Women often point to stress, hormones, alcohol, or even the weather as possible triggers for their migraines. But a new study from Wake Forest Baptist Medical Center found that it is nearly impossible for patients to determine the true cause of their migraine episodes without undergoing formal experiments.
The majority of migraine sufferers try to figure out for themselves what causes their headaches based on real world conditions, said lead author Timothy T. Houle, Ph.D, associate professor of anesthesia and neurology at Wake Forest Baptist.
"But our research shows this is a flawed approach for several reasons," he said. "Correctly identifying triggers allows patients to avoid or manage them in an attempt to prevent future headaches. However, daily fluctuations of variables -- such as weather, diet, hormone levels, sleep, physical activity and stress -- appear to be enough to prevent the perfect conditions necessary for determining triggers."
For example, said Houle, the simple act of drinking a glass of wine one day and not on the next could be complicated by inconsistencies in other factors. Similarly, a patient may drink wine for several days, but adding cheese to the mix one day could further skew results. In fact, a valid self-evaluation requires such perfect conditions that only occur about once every two years, he said.
"Many patients live in fear of the unpredictability of headache pain. As a result, they often restrict their daily lives to prepare for the eventuality of the next attack that may leave them bedridden and temporarily disabled," Houle said. "They may even engage in medication-use strategies that inadvertently worsen their headaches. The goal of this research is to better understand what conditions must be true for an individual headache sufferer to conclude that something causes their headaches."
Houle and co-author Dana P. Turner, M.S.P.H., also of the Wake Forest Baptist anesthesiology department, have published two related papers on the subject in the journal Headache, which were published online ahead of print this month.

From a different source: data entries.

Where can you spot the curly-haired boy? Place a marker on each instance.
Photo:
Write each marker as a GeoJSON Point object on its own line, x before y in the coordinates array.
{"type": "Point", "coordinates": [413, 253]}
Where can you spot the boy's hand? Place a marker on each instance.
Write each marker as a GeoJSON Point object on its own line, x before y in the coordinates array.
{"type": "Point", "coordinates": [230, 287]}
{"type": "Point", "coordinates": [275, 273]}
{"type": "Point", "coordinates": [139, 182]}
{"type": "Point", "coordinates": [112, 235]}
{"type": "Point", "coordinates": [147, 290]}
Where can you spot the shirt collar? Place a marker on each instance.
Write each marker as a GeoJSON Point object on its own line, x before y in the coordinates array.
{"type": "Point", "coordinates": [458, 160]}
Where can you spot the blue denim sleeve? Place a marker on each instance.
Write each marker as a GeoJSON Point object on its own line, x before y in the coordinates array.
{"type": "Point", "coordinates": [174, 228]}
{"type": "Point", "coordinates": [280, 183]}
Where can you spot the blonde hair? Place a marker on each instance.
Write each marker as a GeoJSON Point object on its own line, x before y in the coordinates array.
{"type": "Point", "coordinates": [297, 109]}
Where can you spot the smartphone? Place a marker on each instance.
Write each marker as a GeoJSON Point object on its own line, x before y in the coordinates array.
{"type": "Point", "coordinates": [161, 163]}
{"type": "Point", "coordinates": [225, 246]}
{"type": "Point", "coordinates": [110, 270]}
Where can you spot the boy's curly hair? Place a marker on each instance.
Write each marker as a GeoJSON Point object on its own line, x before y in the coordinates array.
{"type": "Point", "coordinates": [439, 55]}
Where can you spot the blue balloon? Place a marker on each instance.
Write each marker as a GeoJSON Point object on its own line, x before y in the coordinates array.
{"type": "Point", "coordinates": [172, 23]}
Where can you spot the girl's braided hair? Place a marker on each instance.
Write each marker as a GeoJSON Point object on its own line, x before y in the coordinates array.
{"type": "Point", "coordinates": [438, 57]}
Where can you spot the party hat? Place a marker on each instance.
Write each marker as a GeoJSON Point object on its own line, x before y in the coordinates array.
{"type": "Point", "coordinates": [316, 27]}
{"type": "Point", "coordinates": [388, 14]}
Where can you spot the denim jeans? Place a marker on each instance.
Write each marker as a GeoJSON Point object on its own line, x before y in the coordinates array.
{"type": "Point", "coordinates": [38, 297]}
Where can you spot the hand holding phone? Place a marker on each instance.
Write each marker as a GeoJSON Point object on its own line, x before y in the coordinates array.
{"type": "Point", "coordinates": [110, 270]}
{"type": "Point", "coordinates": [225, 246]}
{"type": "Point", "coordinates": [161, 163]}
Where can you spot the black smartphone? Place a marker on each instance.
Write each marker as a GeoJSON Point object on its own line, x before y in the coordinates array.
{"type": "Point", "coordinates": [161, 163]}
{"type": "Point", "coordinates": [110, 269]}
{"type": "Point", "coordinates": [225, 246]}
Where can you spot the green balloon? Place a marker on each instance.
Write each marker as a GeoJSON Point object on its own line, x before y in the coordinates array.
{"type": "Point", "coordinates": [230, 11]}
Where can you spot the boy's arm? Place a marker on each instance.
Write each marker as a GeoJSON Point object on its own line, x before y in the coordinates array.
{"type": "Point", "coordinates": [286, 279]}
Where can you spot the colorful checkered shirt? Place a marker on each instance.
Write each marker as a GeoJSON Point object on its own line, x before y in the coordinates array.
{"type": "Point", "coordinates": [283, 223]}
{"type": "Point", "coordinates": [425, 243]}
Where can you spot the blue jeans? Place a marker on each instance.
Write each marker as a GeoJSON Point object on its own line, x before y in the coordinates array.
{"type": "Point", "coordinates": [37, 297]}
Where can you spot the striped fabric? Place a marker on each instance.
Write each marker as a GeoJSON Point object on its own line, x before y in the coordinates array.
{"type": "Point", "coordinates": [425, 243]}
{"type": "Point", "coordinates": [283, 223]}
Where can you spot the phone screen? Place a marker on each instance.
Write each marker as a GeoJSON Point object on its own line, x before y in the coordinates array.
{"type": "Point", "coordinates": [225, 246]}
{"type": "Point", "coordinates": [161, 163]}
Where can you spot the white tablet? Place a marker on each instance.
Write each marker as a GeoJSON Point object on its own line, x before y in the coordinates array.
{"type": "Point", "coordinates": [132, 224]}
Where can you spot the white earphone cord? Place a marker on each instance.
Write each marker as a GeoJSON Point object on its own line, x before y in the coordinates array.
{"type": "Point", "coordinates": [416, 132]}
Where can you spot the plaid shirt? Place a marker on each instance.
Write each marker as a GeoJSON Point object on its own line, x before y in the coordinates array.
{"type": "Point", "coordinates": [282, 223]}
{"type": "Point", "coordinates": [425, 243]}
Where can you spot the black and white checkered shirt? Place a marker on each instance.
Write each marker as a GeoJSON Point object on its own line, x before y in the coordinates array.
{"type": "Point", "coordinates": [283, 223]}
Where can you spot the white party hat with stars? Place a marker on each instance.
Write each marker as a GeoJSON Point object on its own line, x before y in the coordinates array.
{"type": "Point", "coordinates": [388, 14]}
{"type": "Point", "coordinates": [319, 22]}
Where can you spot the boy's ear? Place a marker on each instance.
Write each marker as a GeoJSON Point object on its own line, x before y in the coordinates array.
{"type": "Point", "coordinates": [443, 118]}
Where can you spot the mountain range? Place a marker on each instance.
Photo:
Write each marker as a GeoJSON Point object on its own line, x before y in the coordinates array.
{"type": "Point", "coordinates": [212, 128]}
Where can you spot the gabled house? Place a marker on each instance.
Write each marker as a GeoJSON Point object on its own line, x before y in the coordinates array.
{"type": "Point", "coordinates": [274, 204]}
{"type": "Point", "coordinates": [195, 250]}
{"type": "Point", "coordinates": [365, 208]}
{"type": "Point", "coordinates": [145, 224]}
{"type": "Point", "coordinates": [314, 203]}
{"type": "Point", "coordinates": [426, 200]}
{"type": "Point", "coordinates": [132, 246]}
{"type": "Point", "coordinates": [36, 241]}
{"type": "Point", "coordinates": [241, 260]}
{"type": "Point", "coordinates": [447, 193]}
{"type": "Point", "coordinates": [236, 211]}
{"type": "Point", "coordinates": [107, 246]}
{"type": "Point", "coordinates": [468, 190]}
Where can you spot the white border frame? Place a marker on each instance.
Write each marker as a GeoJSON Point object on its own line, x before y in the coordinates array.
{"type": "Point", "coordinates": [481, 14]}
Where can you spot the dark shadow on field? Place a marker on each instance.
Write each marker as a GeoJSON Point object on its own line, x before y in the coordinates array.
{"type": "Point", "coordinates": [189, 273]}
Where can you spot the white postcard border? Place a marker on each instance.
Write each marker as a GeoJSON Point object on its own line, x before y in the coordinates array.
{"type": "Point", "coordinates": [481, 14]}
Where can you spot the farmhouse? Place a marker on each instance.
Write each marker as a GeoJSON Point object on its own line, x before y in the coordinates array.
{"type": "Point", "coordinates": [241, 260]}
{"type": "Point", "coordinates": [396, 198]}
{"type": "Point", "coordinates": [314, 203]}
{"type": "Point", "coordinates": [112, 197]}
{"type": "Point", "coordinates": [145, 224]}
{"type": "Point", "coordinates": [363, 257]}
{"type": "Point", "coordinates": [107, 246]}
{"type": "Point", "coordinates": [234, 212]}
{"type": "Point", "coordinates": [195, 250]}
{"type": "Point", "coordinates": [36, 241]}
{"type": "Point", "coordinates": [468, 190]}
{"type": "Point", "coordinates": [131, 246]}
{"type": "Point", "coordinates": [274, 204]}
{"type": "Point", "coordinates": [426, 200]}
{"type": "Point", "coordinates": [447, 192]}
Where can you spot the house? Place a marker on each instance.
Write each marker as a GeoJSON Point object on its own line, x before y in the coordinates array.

For the study, nine women who had regular menstrual cycles and were diagnosed with migraine either with or without aura provided data for three months by completing a daily diary and tracking stress with the Daily Stress Inventory, a self-administered questionnaire to measure the number and impact of common stressors experienced in everyday life. Morning urine was also collected daily for hormone level testing. Houle and Turner also reviewed three years worth of weather data from a local weather station. Because of the difficulty in recreating identical conditions each time a patient evaluates a potential trigger, determining triggers proves difficult even for physicians, said Turner. "People who try to figure out their own triggers probably don't have enough information to truly know what causes their headaches," she said. "They need more formal experiments and should work with their doctors to devise a formal experiment for testing triggers."
The research was supported by the National Institute of Neurological Disorders and Stroke and of the National Institutes of Health (1R01NS06525701).
Co-authors include: Todd A. Smitherman, Ph.D., University of Mississippi, Donald B. Penzien, Ph.D., Head Pain Center, University of Mississippi Medical Center, and Vincent T. Martin, M.D., University of Cincinnati College of Medicine.